People are still being killed but at least:
1. The rate is lower
2. One side doesn't have all the power to murder the entire opposing side
3. There is a chance it will end
Not a great chance, but at least there's a chance.
Throughout this thread you've displayed a distrubing level of ignorance about the history and current status of Iraq. First, there was no genocide occuring in Iraq directly prior to the US-led invasion (if you don't count the murderous sanctions regime imposed by the U.N.). Saddam's worst crimes against human rights (the gassing of the Kurds, the war with Iran) occured in the 1980s while Hussien was an ally of the west.
Secondly, the rate of death currently is not lower. This has been scientifically established in the Lancet report on civilian casualties in Iraq, showing up to 100,000 additional deaths per year across Iraq through violence and disease; over and above the death rate when Saddam was in charge.

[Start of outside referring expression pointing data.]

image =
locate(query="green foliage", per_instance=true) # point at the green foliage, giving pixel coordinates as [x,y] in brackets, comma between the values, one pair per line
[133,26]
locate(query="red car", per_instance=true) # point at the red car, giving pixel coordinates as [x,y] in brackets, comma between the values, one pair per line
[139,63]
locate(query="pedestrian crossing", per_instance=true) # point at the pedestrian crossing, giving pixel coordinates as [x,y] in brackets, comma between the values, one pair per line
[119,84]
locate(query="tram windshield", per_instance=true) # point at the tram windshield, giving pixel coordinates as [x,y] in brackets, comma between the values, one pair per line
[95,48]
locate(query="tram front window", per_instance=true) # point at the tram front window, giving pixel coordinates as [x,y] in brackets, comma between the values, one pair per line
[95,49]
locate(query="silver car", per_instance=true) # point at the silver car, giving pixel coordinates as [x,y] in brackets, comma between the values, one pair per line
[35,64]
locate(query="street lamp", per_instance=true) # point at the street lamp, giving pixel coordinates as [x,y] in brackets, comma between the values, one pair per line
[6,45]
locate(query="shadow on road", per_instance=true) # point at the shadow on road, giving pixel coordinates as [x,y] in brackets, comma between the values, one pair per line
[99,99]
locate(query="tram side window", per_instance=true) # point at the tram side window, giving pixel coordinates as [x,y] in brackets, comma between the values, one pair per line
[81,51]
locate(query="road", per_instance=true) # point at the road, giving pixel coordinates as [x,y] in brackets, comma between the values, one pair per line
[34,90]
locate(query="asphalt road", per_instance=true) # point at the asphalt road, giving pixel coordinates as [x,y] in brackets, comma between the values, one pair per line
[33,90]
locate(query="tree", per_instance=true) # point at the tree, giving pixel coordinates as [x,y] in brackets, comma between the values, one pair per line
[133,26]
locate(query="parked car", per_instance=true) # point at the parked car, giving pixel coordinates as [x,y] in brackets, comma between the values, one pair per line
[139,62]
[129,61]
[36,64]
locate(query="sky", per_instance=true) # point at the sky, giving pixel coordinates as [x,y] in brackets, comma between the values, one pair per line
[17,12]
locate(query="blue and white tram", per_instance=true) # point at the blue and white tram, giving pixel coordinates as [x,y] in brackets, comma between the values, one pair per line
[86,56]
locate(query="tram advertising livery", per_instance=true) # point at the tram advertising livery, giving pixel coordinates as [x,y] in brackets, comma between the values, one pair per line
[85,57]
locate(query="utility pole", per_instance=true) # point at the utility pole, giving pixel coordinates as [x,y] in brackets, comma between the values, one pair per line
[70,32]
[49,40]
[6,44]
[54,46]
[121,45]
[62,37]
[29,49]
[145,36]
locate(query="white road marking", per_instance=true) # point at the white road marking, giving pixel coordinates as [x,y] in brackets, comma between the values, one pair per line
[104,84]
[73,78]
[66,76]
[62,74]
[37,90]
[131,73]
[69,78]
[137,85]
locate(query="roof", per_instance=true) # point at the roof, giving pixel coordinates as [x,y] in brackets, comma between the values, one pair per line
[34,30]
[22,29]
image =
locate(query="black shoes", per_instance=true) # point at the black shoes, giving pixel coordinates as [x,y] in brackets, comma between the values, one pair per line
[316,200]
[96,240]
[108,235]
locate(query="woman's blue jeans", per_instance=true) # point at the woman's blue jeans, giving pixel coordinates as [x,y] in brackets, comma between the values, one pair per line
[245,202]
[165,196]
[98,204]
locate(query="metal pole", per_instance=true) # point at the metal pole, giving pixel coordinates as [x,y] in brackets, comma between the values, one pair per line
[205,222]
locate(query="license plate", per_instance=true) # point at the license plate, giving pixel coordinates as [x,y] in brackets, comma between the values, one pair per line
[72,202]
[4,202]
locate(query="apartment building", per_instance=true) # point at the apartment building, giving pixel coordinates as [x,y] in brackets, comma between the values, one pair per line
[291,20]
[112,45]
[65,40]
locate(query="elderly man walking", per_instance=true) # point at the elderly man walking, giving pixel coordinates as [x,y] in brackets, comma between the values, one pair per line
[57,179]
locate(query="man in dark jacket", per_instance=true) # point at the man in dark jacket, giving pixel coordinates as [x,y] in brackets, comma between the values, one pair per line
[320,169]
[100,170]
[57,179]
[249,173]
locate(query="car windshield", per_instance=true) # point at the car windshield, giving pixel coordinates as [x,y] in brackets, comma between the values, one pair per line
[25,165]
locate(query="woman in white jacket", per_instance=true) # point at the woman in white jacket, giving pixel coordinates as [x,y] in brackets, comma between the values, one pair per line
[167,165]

Further, regarding your point 3. (There's a chance it will end) Yeah, and there's a chance I'll jump over the moon, lets just ignore how miniscule. But it raises an interesting point: there was a chance that Saddam's rule could have been ended: By the Shiite uprising following the first Gulf war in 1991. Of course, having a Shiite majority ruling Iraq in was geopolitically repellent to Bush the Elder, so he ordered his armed forces to sit back while Saddam's army slaughtered people in their thousands with imunity.
Back in yr box.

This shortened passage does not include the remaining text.